Deze uitspraak is vastgesteld door mr. W.M.G. Visser, mr. H.A.J. Kroon en mr. J.J.J. Engel in tegenwoordigheid van de griffier mr. R.A. Brits. De beslissing is op 2 november 2016 in het openbaar uitgesproken.
aangetekend aan
partijen verzonden:
Zowel de belanghebbende als het daartoe bevoegde bestuursorgaan kanbinnen zes wekenna de verzenddatum van deze uitspraak beroep in cassatie instellen bij de Hoge Raad der Nederlanden. Daarbij moet het volgende in acht worden genomen:
Bij het beroepschrift wordt een kopie van deze uitspraak gevoegd.

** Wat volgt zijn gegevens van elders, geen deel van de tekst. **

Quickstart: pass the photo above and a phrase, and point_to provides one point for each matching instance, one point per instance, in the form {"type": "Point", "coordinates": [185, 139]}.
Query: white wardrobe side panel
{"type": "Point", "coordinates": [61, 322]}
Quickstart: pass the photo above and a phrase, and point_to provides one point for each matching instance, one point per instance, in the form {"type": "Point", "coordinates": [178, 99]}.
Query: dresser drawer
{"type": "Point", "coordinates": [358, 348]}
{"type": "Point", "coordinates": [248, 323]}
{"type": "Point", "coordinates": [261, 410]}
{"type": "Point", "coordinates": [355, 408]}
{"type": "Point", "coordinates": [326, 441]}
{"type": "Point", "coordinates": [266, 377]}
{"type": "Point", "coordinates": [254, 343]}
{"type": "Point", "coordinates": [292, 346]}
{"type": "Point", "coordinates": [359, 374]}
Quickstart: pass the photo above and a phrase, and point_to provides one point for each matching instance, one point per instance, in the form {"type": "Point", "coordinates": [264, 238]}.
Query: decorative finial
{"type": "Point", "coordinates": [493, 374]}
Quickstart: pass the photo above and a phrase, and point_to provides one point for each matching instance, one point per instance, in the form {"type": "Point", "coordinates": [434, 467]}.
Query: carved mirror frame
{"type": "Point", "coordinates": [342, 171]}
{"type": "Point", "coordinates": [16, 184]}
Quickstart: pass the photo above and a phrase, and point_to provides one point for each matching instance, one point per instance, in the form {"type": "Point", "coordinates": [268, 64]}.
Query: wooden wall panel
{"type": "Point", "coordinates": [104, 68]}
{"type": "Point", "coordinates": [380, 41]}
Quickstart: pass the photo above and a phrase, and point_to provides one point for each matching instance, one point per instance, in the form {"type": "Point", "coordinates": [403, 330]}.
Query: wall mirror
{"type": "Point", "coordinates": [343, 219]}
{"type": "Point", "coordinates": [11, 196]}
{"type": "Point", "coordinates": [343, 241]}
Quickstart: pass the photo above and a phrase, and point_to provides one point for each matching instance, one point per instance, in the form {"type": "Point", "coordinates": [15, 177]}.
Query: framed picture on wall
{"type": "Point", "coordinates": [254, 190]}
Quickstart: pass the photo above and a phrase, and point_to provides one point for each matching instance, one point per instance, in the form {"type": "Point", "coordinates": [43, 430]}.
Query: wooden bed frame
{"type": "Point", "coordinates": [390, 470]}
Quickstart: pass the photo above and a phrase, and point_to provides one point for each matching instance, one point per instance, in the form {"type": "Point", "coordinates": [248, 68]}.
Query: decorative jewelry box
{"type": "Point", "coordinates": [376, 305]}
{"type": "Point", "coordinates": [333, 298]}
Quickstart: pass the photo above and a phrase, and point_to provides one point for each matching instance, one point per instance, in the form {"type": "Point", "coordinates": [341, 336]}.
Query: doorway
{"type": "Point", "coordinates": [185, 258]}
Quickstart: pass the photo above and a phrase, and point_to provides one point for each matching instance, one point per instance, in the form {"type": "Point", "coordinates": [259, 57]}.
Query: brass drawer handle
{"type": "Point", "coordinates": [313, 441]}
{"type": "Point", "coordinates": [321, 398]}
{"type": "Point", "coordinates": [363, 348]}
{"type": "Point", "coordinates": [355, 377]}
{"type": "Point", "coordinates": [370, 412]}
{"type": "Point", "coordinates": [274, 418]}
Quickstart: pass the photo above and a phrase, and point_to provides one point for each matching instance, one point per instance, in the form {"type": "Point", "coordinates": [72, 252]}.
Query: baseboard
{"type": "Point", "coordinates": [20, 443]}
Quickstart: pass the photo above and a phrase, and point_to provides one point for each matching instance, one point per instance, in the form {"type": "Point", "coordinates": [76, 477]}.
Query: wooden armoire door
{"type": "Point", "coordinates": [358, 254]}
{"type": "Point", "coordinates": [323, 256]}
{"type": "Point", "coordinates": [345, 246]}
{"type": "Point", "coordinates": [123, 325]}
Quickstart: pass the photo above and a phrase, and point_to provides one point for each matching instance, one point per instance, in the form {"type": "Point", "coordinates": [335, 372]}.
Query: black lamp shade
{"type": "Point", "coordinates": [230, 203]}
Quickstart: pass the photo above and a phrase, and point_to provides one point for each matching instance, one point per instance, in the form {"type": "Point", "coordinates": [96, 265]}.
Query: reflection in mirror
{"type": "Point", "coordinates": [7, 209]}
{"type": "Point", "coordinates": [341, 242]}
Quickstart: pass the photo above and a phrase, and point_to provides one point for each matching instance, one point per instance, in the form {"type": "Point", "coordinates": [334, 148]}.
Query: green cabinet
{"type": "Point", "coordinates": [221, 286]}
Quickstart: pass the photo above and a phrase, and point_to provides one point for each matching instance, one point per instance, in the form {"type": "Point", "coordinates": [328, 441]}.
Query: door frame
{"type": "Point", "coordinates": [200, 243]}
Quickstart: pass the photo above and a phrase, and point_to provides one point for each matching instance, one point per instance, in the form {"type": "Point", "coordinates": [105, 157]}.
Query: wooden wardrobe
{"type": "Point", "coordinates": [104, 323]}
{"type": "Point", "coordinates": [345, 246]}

Het beroepschrift wordt ondertekend en bevat ten minste:
- de naam en het adres van de indiener;
- de dagtekening;
- de gronden van het beroep in cassatie.

Het beroepschrift moet worden gezonden aan de Hoge Raad der Nederlanden (belastingkamer), Postbus 20303, 2500 EH Den Haag.

De partij die beroep in cassatie instelt is griffierecht verschuldigd en zal daarover bericht ontvangen van de griffier van de Hoge Raad. In het cassatieberoepschrift kan worden verzocht de wederpartij te veroordelen in de proceskosten.